A Agência Nacional de Energia Elétrica (Aneel) autorizou um reajuste médio de 6,5% nas tarifas de energia da Cemig, que atende cerca de 9,8 milhões de consumidores em Minas Gerais. A decisão, anunciada nesta terça-feira, 26 de maio, estabelece que os novos valores entrarão em vigor a partir do dia 28 de maio.
O impacto nas contas de luz será diferente dependendo da categoria do consumidor. Clientes de alta tensão enfrentarão um aumento de 9,43%, enquanto os consumidores residenciais B1 terão um acréscimo de 5,21%. Este reajuste foi influenciado por diversos fatores, incluindo a atualização de custos operacionais da distribuidora, compensações financeiras e a retirada de componentes de reajustes anteriores. A antecipação de recursos da repactuação de cotas de Uso de Bem Público (UBP), prevista na Lei nº 15.235/2025, foi um dos elementos considerados para beneficiar a modicidade tarifária.
Fatores que influenciaram o reajuste
O cálculo da tarifa da Cemig é composto por diversos elementos. A atualização da parcela A, que abrange custos não gerenciáveis como a compra de energia e encargos setoriais, contribuiu com 0,68% para o reajuste. Já a parcela B, referente aos custos gerenciáveis pela distribuidora (despesas operacionais, manutenção, investimentos), adicionou 1,4%, refletindo a inflação medida pelo IGP-M.
Os encargos setoriais também tiveram um papel relevante. A Conta de Desenvolvimento Energético (CDE) Uso apresentou uma alta de 19,4%, impactando o reajuste em 2,97%. Por outro lado, a extinção da CDE para geração distribuída e a redução nos custos do Proinfa atuaram como fatores redutores. Custos de transmissão e compra de energia também foram considerados, com variações influenciadas pelas novas Receitas Anuais Permitidas (RAPs) e pela cotação do dólar, respectivamente.
Impacto diferenciado e compensações
Um ponto de destaque é a destinação de cerca de R$ 73 milhões para municípios atendidos pela Superintendência do Desenvolvimento do Nordeste (Sudene).
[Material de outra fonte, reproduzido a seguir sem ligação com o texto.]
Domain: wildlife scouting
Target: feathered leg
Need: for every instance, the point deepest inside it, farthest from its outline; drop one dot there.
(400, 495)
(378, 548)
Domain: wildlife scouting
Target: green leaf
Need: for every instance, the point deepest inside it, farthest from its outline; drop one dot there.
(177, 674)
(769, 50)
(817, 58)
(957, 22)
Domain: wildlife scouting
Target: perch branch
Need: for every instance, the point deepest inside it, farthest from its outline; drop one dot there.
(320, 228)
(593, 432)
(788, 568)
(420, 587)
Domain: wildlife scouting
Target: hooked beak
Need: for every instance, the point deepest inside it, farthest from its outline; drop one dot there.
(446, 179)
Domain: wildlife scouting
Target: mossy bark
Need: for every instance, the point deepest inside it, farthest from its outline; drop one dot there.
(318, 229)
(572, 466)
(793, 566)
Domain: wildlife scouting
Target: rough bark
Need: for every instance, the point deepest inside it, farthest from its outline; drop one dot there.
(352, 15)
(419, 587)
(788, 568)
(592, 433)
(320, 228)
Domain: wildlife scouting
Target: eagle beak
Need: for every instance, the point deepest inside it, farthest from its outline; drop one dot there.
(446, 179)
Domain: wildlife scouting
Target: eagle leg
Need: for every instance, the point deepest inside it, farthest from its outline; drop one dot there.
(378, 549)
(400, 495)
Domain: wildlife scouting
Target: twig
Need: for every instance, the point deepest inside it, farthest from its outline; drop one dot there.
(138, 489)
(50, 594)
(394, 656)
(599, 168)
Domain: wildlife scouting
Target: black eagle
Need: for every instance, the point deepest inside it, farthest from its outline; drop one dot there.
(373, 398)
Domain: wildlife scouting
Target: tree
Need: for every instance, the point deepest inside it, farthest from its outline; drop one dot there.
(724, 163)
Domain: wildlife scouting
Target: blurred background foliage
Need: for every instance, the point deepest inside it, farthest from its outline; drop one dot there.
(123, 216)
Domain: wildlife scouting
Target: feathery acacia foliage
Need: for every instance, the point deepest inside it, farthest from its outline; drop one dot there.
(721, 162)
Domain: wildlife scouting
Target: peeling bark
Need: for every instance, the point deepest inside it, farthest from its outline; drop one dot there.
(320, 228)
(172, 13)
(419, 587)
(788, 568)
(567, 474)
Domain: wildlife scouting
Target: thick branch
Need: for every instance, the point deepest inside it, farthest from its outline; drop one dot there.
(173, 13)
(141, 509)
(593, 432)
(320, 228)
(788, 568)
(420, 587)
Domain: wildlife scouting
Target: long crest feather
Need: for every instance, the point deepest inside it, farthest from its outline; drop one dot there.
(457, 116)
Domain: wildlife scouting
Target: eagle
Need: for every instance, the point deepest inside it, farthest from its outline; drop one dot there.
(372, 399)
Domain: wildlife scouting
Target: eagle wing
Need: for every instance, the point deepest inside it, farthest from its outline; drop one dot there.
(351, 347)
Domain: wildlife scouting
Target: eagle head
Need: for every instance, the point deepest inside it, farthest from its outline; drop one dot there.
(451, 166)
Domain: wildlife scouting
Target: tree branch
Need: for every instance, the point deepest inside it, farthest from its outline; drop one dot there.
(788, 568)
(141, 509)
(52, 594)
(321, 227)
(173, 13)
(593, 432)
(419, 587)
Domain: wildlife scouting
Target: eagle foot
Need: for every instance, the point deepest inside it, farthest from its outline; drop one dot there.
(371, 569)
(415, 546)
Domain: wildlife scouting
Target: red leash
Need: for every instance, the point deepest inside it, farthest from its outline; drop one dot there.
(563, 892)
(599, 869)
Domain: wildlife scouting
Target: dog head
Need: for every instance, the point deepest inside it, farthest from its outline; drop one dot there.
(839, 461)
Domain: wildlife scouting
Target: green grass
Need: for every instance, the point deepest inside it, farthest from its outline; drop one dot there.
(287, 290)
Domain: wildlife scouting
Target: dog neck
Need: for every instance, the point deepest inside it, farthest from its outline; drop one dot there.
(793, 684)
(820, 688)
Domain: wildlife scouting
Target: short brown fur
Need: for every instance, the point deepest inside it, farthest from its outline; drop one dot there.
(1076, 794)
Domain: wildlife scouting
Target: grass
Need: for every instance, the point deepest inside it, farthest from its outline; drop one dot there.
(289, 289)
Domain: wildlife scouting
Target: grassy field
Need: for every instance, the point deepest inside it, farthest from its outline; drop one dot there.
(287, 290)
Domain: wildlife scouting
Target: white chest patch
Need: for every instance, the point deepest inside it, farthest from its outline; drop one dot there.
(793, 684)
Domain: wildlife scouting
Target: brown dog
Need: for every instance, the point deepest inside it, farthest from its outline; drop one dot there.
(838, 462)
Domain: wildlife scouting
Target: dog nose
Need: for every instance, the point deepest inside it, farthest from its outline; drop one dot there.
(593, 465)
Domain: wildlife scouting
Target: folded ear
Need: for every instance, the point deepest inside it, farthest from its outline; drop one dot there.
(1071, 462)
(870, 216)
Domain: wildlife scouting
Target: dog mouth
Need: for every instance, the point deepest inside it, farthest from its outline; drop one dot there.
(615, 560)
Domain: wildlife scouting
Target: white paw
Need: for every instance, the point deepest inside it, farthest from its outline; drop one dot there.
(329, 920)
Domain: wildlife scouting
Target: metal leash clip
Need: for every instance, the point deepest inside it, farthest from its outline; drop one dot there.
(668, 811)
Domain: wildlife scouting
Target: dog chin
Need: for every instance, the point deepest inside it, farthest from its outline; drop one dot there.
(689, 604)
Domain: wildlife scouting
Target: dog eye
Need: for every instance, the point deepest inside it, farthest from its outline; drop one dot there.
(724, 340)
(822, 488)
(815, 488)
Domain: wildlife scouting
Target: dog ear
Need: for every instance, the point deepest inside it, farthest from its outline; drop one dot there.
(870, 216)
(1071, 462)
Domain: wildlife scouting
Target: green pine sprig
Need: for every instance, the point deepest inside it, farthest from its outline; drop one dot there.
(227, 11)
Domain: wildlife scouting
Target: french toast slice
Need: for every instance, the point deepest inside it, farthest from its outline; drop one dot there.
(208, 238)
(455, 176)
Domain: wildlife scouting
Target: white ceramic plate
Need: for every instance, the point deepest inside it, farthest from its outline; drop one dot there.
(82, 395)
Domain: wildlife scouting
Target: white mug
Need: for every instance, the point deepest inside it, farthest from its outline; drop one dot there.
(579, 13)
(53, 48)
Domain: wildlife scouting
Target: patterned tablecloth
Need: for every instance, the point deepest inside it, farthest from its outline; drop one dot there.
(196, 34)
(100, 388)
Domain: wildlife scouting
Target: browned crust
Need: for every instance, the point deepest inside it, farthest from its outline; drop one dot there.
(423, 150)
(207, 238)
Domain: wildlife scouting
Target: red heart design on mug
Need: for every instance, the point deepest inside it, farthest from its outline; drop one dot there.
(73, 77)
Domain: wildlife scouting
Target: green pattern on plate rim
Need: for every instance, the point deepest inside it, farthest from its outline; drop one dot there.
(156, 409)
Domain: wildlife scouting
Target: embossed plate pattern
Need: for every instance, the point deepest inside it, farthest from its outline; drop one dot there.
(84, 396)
Essa medida visa mitigar o impacto tarifário nessas regiões, resultando em um efeito médio de 4,51% para consumidores de baixa tensão, inferior aos 5,21% inicialmente previstos. Essa diferença será aplicada por meio de um fator redutor posterior.
O reajuste tarifário é um processo complexo que reflete a dinâmica do setor elétrico. A combinação de custos gerenciáveis e não gerenciáveis, encargos setoriais e mecanismos de compensação é o que define o valor final pago pelos consumidores. A Aneel busca, com essas definições, equilibrar a sustentabilidade econômica das distribuidoras com a necessidade de tarifas acessíveis para a população.
O que esperar para o futuro
O reajuste anunciado para a Cemig é apenas um dos diversos ajustes tarifários que ocorrem ao longo do ano em todo o país, refletindo as particularidades de cada distribuidora e região. A compreensão dos componentes que formam a conta de luz é essencial para que os consumidores acompanhem as variações e busquem formas de otimizar o consumo de energia elétrica.